Sounds as though you've had a good time in your mother country, but I think Prospect beers are generally good.

beerevolution said...

Agree wholeheartedly about Hawkshead, brilliant range of highly drinkable beers. Easily in my top 5 UK brewery list!

Kelly

Dominic, Thornbridge brewery said...

Always good to see you, especially in the shadow of Hawkshead's new 100hl Moeschle tanks (almost as nice as ours), but did you have to leave so early?

Tandleman said...

Well of course I had been there for hours before you got out of your tent. And we had Stopwatch Sid in charge of our coach.

Good to see you too and the tanks are bloody lovely.

Phil said...

coxy - I wouldn't bother with the Vine unless it's changed a lot since I went there, and I wouldn't class the City as a must-see. 57 Thomas St is worth seeing for novelty value, and (unlike our host) I'm a big fan of the Smithfield.
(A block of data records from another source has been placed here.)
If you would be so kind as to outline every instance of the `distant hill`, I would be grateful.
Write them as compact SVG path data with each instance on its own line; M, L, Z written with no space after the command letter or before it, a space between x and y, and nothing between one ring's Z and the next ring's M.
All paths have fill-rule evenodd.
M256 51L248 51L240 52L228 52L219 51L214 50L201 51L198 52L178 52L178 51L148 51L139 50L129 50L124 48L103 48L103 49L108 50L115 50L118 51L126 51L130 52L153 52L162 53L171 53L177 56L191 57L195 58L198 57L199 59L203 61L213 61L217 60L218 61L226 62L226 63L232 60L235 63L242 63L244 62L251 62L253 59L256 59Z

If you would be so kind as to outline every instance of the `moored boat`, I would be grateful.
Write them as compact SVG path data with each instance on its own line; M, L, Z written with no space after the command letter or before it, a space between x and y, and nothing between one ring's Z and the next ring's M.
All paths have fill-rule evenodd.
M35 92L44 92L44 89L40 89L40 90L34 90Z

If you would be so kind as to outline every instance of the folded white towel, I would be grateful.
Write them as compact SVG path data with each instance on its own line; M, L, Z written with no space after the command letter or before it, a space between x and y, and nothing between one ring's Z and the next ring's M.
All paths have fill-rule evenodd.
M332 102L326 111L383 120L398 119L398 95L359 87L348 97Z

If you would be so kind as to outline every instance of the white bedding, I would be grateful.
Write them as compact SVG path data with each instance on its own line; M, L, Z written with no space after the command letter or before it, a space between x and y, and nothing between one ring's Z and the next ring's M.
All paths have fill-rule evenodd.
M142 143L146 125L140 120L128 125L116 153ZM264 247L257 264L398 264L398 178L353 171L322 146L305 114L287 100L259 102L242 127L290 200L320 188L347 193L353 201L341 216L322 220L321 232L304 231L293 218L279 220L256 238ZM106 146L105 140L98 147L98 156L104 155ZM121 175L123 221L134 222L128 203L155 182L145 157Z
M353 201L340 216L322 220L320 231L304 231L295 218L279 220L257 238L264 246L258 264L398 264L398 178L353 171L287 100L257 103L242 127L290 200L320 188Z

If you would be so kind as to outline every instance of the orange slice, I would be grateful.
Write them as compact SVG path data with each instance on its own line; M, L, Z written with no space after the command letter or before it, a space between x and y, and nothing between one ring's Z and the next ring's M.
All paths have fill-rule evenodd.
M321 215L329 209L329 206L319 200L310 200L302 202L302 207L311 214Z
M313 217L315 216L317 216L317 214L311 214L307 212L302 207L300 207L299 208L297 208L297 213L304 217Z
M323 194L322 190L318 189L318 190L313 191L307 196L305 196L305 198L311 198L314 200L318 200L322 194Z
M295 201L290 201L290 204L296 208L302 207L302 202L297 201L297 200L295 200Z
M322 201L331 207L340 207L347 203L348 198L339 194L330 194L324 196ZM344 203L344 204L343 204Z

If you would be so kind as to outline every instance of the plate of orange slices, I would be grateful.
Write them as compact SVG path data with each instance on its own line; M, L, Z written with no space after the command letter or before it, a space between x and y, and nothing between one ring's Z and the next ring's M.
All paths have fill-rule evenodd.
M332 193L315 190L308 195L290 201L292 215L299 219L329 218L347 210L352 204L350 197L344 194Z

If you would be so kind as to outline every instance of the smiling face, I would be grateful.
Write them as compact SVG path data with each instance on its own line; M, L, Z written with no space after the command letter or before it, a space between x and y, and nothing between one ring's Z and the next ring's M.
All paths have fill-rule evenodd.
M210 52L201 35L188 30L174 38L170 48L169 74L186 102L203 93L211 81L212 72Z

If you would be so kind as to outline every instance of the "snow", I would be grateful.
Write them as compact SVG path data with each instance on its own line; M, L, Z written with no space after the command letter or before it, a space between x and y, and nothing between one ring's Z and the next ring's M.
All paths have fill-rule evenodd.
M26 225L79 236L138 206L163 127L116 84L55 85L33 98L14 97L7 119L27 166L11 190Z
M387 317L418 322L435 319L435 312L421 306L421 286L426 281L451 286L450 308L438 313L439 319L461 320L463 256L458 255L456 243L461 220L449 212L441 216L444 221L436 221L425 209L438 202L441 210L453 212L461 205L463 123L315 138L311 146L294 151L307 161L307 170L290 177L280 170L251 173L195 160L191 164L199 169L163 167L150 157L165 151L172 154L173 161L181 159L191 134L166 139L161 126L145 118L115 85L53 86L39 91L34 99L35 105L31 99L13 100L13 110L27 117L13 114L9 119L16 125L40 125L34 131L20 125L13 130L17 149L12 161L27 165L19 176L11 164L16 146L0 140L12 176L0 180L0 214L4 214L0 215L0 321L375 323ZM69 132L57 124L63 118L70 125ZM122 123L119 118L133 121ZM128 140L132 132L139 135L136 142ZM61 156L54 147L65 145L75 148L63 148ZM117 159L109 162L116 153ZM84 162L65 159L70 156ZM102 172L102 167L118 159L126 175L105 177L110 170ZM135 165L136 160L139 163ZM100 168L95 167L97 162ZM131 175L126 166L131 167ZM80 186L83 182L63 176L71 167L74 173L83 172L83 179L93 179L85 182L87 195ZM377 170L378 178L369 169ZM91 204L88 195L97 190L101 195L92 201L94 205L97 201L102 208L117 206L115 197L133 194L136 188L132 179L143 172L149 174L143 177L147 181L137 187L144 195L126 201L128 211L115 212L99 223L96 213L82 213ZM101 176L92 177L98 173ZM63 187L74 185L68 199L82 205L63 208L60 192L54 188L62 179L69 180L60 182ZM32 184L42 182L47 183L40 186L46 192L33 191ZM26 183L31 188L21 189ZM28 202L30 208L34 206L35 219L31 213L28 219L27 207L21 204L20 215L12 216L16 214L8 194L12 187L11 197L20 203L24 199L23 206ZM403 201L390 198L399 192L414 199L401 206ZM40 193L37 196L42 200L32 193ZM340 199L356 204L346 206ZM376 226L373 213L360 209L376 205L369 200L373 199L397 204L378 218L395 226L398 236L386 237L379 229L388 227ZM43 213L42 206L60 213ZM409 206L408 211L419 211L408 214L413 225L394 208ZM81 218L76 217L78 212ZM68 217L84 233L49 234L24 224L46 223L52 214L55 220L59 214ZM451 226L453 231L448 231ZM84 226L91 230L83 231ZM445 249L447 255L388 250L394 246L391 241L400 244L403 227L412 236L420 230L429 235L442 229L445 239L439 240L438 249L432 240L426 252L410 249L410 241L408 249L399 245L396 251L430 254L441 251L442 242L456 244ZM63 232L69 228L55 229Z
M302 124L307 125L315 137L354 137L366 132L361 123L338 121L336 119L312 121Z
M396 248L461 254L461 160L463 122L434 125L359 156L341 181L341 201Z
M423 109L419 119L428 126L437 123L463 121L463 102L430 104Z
I'd say the Marble Arch, the Angel, PSBH and the Castle (Oldham St) are the ones to fit in; also the Micro Bar in the Arndale Market for bottles to take home. More central Manchester drinking here.

Tandleman said...

If you like great pubs, the City is a must.

Phil said...

The City was a great pub 15-20 years ago. The beer range has improved since then, but not much else has.

Tyson said...

I'd say the City is much better than it was 15-20 years ago. Beer range has improved for one thing, but it's a pub that has really benefited from the smoking ban. People used to just call in for one as the fug was so bad, but now you have a much better, more inclusive, atmosphere.

Coxy said...

Thanks Phil, will try, must say always like The City but the Vine is worth a miss we those other suggestions. I thought I might pop over to Chorlton where I lived briefly twenty years ago too.

Phil said...

Well, I preferred the walls without mottoes all round them - and I miss the sausage and egg barms.
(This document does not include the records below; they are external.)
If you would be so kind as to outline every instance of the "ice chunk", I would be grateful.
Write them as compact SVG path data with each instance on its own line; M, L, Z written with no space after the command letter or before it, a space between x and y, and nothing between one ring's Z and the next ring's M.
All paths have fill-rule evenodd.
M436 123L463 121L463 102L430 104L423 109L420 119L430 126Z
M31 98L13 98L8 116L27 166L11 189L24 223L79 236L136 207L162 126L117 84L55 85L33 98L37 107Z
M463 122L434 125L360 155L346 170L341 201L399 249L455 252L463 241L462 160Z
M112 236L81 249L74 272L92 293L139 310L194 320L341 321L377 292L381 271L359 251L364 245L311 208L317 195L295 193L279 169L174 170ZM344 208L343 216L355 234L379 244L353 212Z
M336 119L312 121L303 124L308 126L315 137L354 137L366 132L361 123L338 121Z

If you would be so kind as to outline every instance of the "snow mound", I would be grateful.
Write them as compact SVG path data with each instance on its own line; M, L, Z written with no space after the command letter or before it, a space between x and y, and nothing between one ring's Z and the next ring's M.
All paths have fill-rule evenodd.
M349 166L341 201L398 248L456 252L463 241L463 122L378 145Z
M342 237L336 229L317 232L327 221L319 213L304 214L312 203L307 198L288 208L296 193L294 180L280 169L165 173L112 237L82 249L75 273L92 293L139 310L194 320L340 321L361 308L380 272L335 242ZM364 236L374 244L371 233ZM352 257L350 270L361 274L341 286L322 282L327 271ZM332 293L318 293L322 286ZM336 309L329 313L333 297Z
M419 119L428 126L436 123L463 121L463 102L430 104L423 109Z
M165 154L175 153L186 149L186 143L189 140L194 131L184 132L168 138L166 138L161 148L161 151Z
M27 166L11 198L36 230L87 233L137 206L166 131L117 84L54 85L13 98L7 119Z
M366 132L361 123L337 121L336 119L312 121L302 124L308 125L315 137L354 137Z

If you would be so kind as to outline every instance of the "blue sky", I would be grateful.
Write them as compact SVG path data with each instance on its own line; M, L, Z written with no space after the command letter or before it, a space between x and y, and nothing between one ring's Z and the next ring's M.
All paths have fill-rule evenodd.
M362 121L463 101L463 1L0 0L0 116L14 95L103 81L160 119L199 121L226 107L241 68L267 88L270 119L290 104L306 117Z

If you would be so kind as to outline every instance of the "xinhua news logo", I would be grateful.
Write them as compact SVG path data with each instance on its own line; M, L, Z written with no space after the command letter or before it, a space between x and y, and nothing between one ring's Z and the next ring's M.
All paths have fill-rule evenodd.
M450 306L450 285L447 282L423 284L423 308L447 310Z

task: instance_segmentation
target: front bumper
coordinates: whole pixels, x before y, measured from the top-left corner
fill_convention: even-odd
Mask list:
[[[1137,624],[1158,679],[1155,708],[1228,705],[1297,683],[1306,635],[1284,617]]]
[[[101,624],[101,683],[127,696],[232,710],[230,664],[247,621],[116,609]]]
OK, I'm a grumpy old sod...

Coxy - you'll see some changes in Chorlton! The Beech Road Guardianista enclave has spread all the way up Manchester Road, up to where the Seymour used to be and beyond. There's talk of putting in a checkpoint as you go in to Old Trafford. I did a writeup of some of the pubs of Chorlton last August/September on my blog - although I didn't include the two I'd really recommend, the Horse & Jockey and Electrik.

Leigh said...

Nice to see the Hawkshead love. Never - ever - had a bad beer from them. They are steadily improving, i think, too.